Laugh-O-Gram studios received a steady stream of business, including a film commissioned by a local dentist called "Tommy Tucker’s Tooth", which highlighted the benefits of brushing one’s teeth. However, a commission on six short fairy tales fell through when the company that had financed them went bankrupt, and Walt was frustrated. Not one to give up easily, Walt was soon working on a new project called Alice’s Wonderland. This film combined animated characters with a live-action “Alice”, played by Kansas City-native Virginia Davis.
Walt struggled along through the summer of 1923, nearly bankrupt, until encouragement arrived in the form of M.J. Winkler, a New York distributor who expressed interest in Alice’s Wonderland. Sadly, Walt just couldn’t catch a break, and ran out of funds. In the fall of 1923, Walt headed west to Hollywood, with Laugh-O-Gram studios officially declaring bankruptcy in October, 1923.
While in Hollywood, Walt formed the now famous Walt Disney Company with his brother Roy. Determined to be a success, Walt and Roy continued on with their Alice films, now a series titled The Alice Comedies. Luckily for them, M.J. Winkler was still interested, and in 1923, the first few Alice films were successfully made and distributed. However, at the beginning of 1926, Walt began to express disillusionment with these films. He decided to finish out his obligations to the series, and move on. After The Alice Comedies, Disney was busy with the creation of Oswald the Rabbit, a comical, animated rabbit who had a penchant for pranks and starred in several Disney films, like "Poor Papa" and "Trolley Troubles".

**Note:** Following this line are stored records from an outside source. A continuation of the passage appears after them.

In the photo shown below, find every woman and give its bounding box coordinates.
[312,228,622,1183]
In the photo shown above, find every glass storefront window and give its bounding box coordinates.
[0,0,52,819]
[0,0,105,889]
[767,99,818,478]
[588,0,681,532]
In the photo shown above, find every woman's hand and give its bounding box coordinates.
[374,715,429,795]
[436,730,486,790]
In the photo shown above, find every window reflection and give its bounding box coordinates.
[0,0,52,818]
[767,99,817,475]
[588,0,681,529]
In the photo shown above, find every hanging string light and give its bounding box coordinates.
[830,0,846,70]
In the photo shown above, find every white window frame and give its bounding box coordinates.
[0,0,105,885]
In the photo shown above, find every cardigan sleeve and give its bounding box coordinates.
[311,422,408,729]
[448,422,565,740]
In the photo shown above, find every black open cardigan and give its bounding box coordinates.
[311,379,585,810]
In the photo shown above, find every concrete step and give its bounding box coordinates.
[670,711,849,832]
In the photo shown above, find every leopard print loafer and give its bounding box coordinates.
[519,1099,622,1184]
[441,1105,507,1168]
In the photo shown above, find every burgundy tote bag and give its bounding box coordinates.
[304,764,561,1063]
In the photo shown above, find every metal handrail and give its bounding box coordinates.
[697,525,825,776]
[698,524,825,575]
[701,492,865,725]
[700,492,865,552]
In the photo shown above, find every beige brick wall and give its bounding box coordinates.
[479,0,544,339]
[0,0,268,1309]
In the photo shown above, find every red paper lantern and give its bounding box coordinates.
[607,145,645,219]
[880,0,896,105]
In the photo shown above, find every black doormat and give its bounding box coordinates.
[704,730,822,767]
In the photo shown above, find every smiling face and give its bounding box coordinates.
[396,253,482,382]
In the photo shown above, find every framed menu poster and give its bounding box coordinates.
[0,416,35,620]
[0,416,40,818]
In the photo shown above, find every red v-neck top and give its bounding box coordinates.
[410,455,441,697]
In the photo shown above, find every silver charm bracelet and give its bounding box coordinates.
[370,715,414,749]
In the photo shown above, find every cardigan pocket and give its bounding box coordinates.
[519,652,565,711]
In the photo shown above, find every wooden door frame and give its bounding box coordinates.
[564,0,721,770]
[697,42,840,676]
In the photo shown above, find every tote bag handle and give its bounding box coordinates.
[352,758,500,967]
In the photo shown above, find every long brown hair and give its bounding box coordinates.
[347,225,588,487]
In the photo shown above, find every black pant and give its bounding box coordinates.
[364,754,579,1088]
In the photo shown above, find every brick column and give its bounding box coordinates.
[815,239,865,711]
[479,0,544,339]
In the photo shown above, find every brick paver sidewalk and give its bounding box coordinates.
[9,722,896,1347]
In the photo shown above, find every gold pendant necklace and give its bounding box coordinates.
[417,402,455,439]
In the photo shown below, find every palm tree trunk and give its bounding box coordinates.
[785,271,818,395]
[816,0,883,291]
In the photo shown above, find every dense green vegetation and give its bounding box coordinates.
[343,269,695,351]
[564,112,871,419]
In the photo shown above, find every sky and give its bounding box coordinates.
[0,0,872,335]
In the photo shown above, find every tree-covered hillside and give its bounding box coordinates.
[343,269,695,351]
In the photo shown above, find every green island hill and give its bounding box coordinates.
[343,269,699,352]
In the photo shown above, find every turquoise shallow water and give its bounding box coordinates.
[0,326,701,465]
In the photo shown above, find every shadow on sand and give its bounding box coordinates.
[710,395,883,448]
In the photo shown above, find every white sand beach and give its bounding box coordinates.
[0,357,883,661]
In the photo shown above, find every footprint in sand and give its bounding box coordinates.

Oswald was well-received by critics, and corresponding merchandise only added to the notoriety of the films. Dazzled by their newfound success, the Disney brothers purchased adjoining lots for their studio, and built homes for themselves and their respective wives. What Walt didn’t know, however, is that one of his distributors, Charles Mintz, was scheming behind his back. Mintz lured Disney employees away from the young company with offers of higher salaries and more artistic freedom. Blissfully unaware and naturally trusting, Walt refused to listen to his friend Ub (who was aware of Mintz’s schemes) and was shocked when he traveled to New York and was met with the news that Mintz had gained control of Oswald and most of Disney’s employees.
With only a cross-country train ride to think up a new idea, Walt was desperate to create the next animation sensation. As his train passed through Union Station in his old hometown of Kansas City, Walt was reminded of the small mouse called Mortimer he had tamed while at Laugh-O-Gram Studios. Disney had captured this mouse, and kept it as a pet, feeding it crumbs and even making sure it was released into safety once he left for Hollywood. Inspired by his mouse from Laugh-O-Gram Studios, Walt returned to Hollywood full of ideas about an animated mouse, and was determined to make Mortimer (soon changed to “Mickey” after a helpful suggestion from Walt’s wife) an even bigger sensation than Oswald. The entertainment industry would eventually gain a huge star in Mickey, all thanks to the little mouse from Kansas City.